Махмуд, огорченный своей первой ссорой с подругой, думал, что не сможет с должным чувством прочесть свои стихи, призывающие к битве против Византии. Оказалось, что ссора не помешала пылу чтения, а придала ему большую силу.

Джелладин, обдумывая стихи, смотрел в пол. Кади Ахмет улыбался, щекоча рыжей бородой свой нос. Он сказал:

– Мило. Очень мило. Мне представилось, что это стихи не об усмирении Византии, а о важности усмирения возлюбленной. И не лучше ли отбросить Византию и оставить возлюбленную, которой у тебя, Махмуд, еще нет, но которая придет, если ты будешь по-прежнему с таким совершенством сочинять. Что же касается халифа, то ему теперь не до стихов. Эдесса!.. Святыня!. У халифа, насколько мне сейчас известно, слабый и частый пульс, и, кроме того, хадиф жалуется, – да будет благословенно имя его! – что его мучают мурашки на спине и зуд в пятках. По-моему, он чересчур много кушает дынь, а дыни к весне, уже теряя свою целебность, вызывают лихорадку.

– Беззаконно так низко говорить о халифе! – торжественно провозгласил Джелладин своим воспитывающим голосом, один звук которого напоминал формат какой-то толстой книги законов. Даже в обсуждении болезни халифа должна проявляться сдержанность.

Он встал.

– Махмуд, при случае я сообщу твои стихи визирю. Я их запомнил, у меня отличная память. Тебе нужно, правда, внести кое-какие вставки, необходимые с точки зрения Закона. Зайди ко мне завтра, я тебе их сообщу. Возможно, стихи твои визирь передаст халифу. Другого пути нет. Стихи, как и тексты Закона, идут по соответствующим ступенькам.

Махмуд сказал:

– Я хотел спросить еще: что такое эдесская святыня и как могло случиться, что мусульмане и христиане чтут ее равно?

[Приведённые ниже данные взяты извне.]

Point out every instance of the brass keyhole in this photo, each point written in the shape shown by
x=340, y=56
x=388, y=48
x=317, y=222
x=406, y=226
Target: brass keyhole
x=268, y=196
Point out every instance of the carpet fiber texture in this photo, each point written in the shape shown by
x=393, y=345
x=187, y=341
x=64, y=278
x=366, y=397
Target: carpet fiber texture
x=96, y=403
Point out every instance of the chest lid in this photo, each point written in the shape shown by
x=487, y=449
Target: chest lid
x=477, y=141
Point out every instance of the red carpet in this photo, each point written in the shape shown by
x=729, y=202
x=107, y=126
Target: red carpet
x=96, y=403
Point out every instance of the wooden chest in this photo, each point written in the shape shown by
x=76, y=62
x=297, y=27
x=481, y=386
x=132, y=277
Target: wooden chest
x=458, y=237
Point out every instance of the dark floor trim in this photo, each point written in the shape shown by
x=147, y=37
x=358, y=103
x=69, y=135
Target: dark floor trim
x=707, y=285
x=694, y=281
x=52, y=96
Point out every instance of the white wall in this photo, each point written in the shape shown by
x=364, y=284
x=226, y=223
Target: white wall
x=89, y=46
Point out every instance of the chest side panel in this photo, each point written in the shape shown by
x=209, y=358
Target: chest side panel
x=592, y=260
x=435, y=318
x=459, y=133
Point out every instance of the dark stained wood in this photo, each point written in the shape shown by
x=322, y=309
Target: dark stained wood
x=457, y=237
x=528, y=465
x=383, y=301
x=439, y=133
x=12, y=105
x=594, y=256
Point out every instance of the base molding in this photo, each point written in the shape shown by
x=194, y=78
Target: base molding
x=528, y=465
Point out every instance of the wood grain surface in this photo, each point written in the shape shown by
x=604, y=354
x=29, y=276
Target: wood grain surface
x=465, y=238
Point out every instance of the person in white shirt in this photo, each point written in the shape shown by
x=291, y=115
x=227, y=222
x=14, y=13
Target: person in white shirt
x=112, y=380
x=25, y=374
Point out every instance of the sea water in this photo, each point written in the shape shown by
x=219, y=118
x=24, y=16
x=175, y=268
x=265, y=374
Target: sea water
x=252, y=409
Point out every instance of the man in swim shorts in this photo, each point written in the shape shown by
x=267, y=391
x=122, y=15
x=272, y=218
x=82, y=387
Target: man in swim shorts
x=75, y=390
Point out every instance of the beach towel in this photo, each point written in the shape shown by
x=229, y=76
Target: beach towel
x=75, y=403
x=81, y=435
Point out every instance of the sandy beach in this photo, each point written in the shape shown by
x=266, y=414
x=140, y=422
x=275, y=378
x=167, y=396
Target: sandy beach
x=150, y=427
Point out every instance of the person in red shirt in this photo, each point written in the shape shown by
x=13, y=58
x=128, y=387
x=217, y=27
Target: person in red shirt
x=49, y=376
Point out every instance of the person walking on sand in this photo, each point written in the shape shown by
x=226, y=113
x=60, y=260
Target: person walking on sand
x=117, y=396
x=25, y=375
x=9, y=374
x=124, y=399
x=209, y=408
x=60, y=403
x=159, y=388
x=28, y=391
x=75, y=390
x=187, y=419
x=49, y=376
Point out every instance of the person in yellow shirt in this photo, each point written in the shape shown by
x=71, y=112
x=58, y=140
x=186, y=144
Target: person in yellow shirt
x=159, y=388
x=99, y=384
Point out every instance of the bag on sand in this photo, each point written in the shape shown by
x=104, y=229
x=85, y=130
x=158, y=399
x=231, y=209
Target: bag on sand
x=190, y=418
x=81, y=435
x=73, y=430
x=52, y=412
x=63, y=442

Джелладин, остановившись в дверях, сказал:

– Предание, которое скоро халиф введет в форму Закона. На эту тему я рассчитываю сказать длинную речь в совете, созываемом визирем.

– Вернее сказать, предрассудок, – проговорил кади Ахмет. – Один из обаятельных предрассудков, которые так любит человечество. Чудо. Будучи мусульманином и кади, я допускаю чудеса. С ними легче жить. И потому чудес на земле много. Не удивляйся, Махмуд, нерукотворному убрусу, или мандилии, как называют эту картину византийцы. Я слышал, например, что в Индии на скале имеется отпечаток ступни некоего пророка Будды. Отпечаток этот цел и поныне.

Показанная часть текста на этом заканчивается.